Listen up people. We need to name this new cuvée. It’s been made from all the wine that’s left over after we make our main blends.
‘Scraping The Barrel’?
This is no time for jokes. We need something that is unoriginal, meaningless and totally lacking in personality.
‘Winemaker’s Selection’?
Perfect!

The ultimate banality is ‘reserve’ – surely the world's most overextracted wine word. It is ubiquitous enough to merit its own wikipedia entry, in which it is variously defined as a wine:

  • of higher quality
  • of greater age
  • selected from the best vineyards or barrels
  • suited to longer ageing
  • different in flavour
  • of no distinction whatsoever

Like a campaigning politician, it promises everything and guarantees nothing.

Alternatively, there are the terms built into Europe’s appellation systems, which have the advantage of being legally defined but the disadvantage of being impenetrable to the uninformed. 

The apogee of this system is found in Germany, where every conceivable variable is categorised. There are six terms defining the sweetness of the fruit at harvest and at least four different ones describing the sweetness of the finished wine, plus a host of names for various quality tiers involving numbers or stars. When you add in the name of the producer, village, vineyard and grape variety, German wine labels start to resemble short essays.

All this confusion is part of wine’s mysterious appeal, of course, and mastering its arcane nomenclature can be curiously satisfying for the wine scholar. However, there is a more damaging effect of having a commonplace name for your wine: Googleability.

In the internet era, being findable online should be an absolute imperative. Suckfizzle, Tignanello, Duckhorn – such names rank highly for uniqueness, and have the added bonus of being highly memorable.

Then there are those whose memorability is rather more awkward. Languedoc label Baron de Badassière is a relatively mild example compared with the magnificent Terre Arse Marsala. The Napa Valley’s Cleavage Creek is a barely concealed piece of titillation while Jost 4Skins is a facepalm triumph of pun over practicality which precisely nobody will want to ask for in a restaurant.

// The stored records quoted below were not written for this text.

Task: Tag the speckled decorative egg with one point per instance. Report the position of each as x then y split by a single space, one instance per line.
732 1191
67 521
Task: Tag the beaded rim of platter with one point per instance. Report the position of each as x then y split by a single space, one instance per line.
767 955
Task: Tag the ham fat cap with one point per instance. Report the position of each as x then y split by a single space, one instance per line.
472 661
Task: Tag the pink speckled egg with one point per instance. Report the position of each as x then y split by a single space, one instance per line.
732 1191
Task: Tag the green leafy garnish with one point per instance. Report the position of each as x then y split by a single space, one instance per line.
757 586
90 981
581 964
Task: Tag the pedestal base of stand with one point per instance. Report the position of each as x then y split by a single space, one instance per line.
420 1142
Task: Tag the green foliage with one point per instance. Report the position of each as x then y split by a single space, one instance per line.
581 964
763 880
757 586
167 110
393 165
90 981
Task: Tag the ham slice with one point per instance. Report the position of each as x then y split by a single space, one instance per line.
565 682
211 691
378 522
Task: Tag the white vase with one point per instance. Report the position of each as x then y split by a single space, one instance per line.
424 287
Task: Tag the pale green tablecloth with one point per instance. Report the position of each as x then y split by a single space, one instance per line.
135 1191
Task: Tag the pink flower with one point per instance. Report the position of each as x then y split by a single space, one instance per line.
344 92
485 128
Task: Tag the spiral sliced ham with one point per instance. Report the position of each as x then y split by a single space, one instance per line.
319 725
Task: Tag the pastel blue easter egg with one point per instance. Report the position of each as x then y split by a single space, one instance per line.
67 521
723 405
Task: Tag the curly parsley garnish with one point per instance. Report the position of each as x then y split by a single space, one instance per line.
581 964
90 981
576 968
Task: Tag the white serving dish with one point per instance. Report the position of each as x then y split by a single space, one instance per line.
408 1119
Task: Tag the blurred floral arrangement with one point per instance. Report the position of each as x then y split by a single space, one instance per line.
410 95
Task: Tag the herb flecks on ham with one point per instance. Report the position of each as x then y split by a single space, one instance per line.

It's supposed to be easier to remember faces than names – so perhaps the label above is very clever, although I can't help thinking it's an 'e' away from disaster – but wine bottles are faceless, of course, even though they have necks and shoulders.

Names should therefore be a vital point of difference for a wine; an opportunity to lodge themselves into the public consciousness. Kanye and Kim could teach the wine industry a thing or two.